Type-I organic photosensitizers with two complementary reactive oxygen species based on donor-acceptor (D-A) molecules

Type-I photosensitizers (PSs) are considered to be a better choice for photodynamic therapy (PDT) because they can efficiently generate reactive oxygen species (ROS) in the hypoxia condition of tumor, showing less oxygen dependence. However, there are relatively few reported highly efficient type-I organic PSs, especially those simultaneously generated two or more species of type-I ROS. Herein, based on electron-acceptor of 9,10-phenanthrenequinone (PQ), a D-A-D structural type-I PS of PPQ constructed from electron-donor of 9-phenyl-carbazole (PCZ) was firstly developed and could simultaneously produce two type-I ROS under white light irradiation.
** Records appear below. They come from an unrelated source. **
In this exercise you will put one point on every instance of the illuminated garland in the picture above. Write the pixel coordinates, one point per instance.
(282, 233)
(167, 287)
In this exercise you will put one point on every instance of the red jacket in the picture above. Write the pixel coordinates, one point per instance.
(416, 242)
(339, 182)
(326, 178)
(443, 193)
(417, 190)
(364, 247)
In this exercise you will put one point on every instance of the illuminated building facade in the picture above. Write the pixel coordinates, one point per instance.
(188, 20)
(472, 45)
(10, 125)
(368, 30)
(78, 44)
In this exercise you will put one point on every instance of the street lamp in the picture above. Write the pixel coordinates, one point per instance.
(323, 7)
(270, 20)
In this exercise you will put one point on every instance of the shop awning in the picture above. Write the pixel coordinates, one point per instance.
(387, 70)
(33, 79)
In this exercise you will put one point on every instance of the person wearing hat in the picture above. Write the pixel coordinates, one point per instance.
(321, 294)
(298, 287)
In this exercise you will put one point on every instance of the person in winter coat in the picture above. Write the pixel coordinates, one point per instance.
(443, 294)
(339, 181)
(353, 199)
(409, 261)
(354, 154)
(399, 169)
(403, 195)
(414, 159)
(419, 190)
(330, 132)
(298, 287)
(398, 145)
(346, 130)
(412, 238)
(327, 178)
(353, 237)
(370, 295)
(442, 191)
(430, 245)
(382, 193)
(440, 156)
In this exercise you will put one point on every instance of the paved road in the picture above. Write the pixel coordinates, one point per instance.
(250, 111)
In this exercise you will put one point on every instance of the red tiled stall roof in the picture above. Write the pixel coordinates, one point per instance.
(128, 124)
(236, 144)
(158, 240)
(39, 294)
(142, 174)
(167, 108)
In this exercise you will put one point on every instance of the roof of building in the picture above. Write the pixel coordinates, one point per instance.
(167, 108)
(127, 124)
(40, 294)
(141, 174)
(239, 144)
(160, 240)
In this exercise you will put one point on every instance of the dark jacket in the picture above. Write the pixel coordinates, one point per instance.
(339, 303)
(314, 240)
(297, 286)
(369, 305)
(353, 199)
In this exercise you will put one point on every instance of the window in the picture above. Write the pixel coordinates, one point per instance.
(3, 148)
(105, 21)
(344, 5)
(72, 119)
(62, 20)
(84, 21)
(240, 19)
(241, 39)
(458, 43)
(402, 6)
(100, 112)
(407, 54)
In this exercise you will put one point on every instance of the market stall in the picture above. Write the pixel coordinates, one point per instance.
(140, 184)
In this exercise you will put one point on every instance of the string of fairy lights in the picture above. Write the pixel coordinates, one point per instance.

As the generated ROS of hydroxyl radical (•OH) and superoxide anion radical (O2•−) possessed complementary oxidizing ability and radical lifetime, PPQ showed excellent PDT effects for tumor cells under normoxia or hypoxia. The ability of ROS generation and PDT performance of PPQ were better than those of another PQ derivative (TPQ) constructed with common electron-donor triphenylamine (TPA). More importantly, experiments in aqueous solution and vitro both revealed that •OH generated not only from the well-known transformation of O2•− but also direct electron transition from water to triplet excited PS, which demonstrated the oxygen dependence of type-I PSs more clearly. This new type-I PS offers an opportunity to obtain deep insights of the mechanism of type-I PSs, and provides a new strategy for development of type-I PSs.